Nonmem via PsN


Scope

Perl-speaks-NONMEM (PsN) is a collection of Perl modules and programs help develop non-linear mixed effect models using NONMEM. Its functionality ranges from simpler tasks such as extracting parameter estimates from output files, data file subsetting and resampling, to advanced computer-intensive statistical methods. More information is available on GitHub. Here we provide a NONMEM example (in a linked zip file) and use it to illustrate common PsN commands, as well as directions for running models in parallel. Finally, we briefly demonstrate PsNR, an R package that comes pre-installed on the Metworx 21.08 (and newer) blueprints.

PsN Examples

Example PsN/Pirana data and models are available in this nonmem-examples.zip file. Use RStudio to upload to your /data directory and it automatically unzips. Example command line PsN calls are shown below. These should be run in the directory created when the zip file is uploaded. Migrate to the directory containing the model files in your terminal.

Execute (run) a model

Using the default NONMEM version:

execute run105.mod

Using a specific NONMEM version and installation - NONMEM 7.4 installed via nmqual:

execute -nmqual -nm_version='nm74_gf' run105.mod

Bootstrap

Using 16 samples on 4 threads (and the default NONMEM version):

bootstrap -samples=16 -threads=4 -dir=bs_1 run105.mod

Stepwise Covariate Modeling (SCM)

To perform SCM, you need an scm file that denotes which model to run and the parameters to vary. For more information, see the user guide in the nonmem-examples.zip file or visit PsN’s website. The run105.scm reads as follows:

model=scm105.mod
search_direction=forward
p_forward=0.05
continuous_covariates=WT

[test_relations]
V=WT
[valid_states]
continuous = 1,5
categorical = 1,5
scm run105.scm

Parallelization

To run NONMEM in parallel, you need to specify a parallelization file (denoted parafile). This file specifies the number compute nodes to use, among other parameters. You must provide the path to the parafile and include the argument -parafile=path/to/<parafile>.pnm.
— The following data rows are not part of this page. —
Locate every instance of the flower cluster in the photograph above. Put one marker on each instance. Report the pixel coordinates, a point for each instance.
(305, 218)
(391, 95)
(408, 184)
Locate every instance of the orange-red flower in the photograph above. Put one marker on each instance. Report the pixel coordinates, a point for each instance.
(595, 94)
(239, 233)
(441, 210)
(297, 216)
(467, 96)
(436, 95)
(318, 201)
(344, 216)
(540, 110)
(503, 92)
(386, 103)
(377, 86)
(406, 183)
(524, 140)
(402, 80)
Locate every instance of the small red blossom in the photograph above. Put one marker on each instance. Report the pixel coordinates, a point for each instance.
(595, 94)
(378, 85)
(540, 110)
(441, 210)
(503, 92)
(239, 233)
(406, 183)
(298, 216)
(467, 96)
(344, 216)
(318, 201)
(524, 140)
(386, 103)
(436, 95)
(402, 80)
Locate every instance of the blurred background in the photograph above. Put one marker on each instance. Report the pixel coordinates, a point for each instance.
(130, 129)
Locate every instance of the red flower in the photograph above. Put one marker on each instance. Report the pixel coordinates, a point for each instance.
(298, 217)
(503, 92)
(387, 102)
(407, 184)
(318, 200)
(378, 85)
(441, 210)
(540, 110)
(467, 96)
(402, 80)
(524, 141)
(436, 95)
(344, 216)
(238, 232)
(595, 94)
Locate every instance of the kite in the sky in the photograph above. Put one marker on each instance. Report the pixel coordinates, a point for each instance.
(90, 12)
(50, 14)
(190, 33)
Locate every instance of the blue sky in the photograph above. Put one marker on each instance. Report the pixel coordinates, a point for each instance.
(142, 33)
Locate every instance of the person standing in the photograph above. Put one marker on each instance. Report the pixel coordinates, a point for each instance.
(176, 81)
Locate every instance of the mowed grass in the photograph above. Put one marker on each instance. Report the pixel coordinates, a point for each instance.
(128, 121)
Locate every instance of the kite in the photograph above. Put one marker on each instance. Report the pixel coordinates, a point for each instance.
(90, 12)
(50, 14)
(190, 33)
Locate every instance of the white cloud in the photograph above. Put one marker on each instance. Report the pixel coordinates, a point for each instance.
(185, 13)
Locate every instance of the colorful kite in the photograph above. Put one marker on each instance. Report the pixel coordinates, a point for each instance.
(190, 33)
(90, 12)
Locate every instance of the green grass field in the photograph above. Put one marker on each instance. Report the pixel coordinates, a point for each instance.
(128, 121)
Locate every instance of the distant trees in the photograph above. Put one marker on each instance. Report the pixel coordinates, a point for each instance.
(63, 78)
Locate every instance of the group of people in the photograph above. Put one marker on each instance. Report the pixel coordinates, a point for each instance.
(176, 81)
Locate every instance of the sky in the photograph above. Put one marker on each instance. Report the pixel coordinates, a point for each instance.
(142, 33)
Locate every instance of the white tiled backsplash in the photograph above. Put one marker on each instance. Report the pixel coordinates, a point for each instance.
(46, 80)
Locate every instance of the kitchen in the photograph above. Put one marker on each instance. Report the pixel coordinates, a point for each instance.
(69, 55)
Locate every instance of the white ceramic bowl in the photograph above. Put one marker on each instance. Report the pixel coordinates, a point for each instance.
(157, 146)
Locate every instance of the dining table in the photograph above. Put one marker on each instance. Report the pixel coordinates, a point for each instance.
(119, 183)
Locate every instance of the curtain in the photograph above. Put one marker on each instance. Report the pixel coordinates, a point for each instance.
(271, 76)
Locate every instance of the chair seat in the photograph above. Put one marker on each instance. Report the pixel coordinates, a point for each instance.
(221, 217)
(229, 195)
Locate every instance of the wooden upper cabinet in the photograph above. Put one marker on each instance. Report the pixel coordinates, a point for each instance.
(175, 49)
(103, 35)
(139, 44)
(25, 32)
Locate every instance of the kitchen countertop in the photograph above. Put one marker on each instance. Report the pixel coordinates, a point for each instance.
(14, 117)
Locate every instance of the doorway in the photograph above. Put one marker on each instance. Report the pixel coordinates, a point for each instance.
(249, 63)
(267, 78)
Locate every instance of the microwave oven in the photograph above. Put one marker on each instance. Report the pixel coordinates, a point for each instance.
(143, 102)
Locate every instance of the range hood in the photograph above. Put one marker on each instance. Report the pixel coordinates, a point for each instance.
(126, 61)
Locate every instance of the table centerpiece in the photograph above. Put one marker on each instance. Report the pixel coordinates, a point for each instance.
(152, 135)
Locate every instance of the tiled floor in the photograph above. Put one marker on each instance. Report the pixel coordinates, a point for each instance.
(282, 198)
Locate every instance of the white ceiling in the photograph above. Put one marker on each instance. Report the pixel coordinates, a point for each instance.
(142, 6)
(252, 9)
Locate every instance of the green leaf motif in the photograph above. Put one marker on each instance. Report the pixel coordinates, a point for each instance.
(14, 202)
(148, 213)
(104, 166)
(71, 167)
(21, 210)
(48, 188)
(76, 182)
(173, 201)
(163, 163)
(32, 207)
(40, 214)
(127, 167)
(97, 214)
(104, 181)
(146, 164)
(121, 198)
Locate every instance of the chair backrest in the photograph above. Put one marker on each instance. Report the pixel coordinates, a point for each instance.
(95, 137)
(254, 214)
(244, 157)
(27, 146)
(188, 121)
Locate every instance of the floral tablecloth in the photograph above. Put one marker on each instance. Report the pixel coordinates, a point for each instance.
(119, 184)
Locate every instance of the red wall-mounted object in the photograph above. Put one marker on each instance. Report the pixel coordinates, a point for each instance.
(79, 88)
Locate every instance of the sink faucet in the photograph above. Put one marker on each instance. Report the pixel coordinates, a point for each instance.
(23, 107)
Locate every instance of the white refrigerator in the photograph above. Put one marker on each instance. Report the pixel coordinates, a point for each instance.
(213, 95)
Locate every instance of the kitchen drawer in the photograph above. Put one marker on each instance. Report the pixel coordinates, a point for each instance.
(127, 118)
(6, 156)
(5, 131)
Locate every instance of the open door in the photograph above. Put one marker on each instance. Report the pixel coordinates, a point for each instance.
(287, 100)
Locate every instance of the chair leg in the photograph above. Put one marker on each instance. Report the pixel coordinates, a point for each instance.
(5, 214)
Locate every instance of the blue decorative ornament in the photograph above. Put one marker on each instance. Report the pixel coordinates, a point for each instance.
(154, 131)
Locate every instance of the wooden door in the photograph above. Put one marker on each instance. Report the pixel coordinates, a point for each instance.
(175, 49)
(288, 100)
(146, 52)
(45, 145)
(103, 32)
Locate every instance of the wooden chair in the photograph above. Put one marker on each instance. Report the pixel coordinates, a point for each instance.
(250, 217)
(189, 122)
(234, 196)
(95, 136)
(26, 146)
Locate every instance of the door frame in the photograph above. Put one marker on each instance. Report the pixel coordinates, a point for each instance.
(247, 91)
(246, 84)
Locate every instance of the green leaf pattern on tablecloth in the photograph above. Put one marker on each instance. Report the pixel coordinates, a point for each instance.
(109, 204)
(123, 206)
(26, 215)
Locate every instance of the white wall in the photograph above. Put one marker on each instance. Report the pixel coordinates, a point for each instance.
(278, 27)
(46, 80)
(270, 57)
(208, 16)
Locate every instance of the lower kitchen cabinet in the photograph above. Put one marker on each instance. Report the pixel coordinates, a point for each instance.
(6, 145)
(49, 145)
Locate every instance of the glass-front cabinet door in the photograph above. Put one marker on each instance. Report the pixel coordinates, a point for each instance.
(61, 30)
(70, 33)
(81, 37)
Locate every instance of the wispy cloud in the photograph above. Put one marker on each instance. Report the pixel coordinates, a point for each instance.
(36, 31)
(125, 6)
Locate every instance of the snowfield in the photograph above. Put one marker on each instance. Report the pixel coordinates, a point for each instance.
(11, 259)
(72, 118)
If you don't already have a parafile, you can use the 105.pnm file from nonmem-examples.zip, or create an empty file (typically called <run>.pnm with <run> replaced by your model name) in the same directory as your model file, and copy the following into it:

$GENERAL
NODES=4 PARSE_TYPE=2 TIMEOUTI=100 TIMEOUT=10 PARAPRINT=0 TRANSFER_TYPE=1
;SINGLE node: NODES=1
;MULTI node: NODES>1
;WORKER node: NODES=0
; parse_num=number of subjects to give to each node
; parse_type=0, give each node parse_num subjects
; parse_type=1, evenly distribute numbers of subjects among available nodes
; parse_type=2, load balance among nodes
; parse_type=3, assign subjects to nodes based on idranges
; parse_type=4, load balance among nodes, taking into account loading time.  Will assess ideal number of nodes.
; If loading time too costly, will eventually revert to single CPU mode.
; timeouti=seconds to wait for node to start.  if not started in time, deassign node, and give its load to next worker, until next iteration
; timeout=minutes to wait for node to compelte.  if not completed by then, deassign node, and have manager complete it.
; paraprint=1  print to console the parallel computing process.  Can be modified at runt-time with ctrl-B toggle.
; But parallel.log always records parallelization progress.
; transfer_type=0 for file transfer, 1 for mpi

;THE EXCLUDE/INCLUDE may be used to selectively use certain nodes, out of a large list.
;$EXCLUDE 5-7 ; exclude nodes 5-7
;$EXCLUDE ALL 
;$INCLUDE 1,4-6

$COMMANDS ;each node gets a command line, used to launch the node session
1: /usr/local/mpich3/bin/mpiexec -wdir "$PWD" -n 1 ./nonmem $*
2:-wdir "$PWD" -n 3 ./nonmem -wnf

$DIRECTORIES
1:NONE ; FIRST DIRECTORY IS THE COMMON DIRECTORY
2-[nodes]:worker{#-1} ; NEXT SET ARE THE WORKER directories

;$IDRANGES ; USED IF PARSE_TYPE=3
;1:1,50
;2:51,100

This .pnm file parallelizes this model across 4 cores. To submit the job to the Sun Grid Engine (SGE), the PsN command should also specify the number of cores to parallelize across, in this case, -pe orte 4. To change the number of cores for a parallel run you need to change both the .pnm file and the PsN call. For example, to increase the from 4 to 8 cores, the PSN command is -pe orte 8 and the .pnm file should be updated on Line 2 NODES=4 to NODES=8 and Line 26 -n 3 to -n 7 (i.e., one less than the number of cores you specified in Line 2).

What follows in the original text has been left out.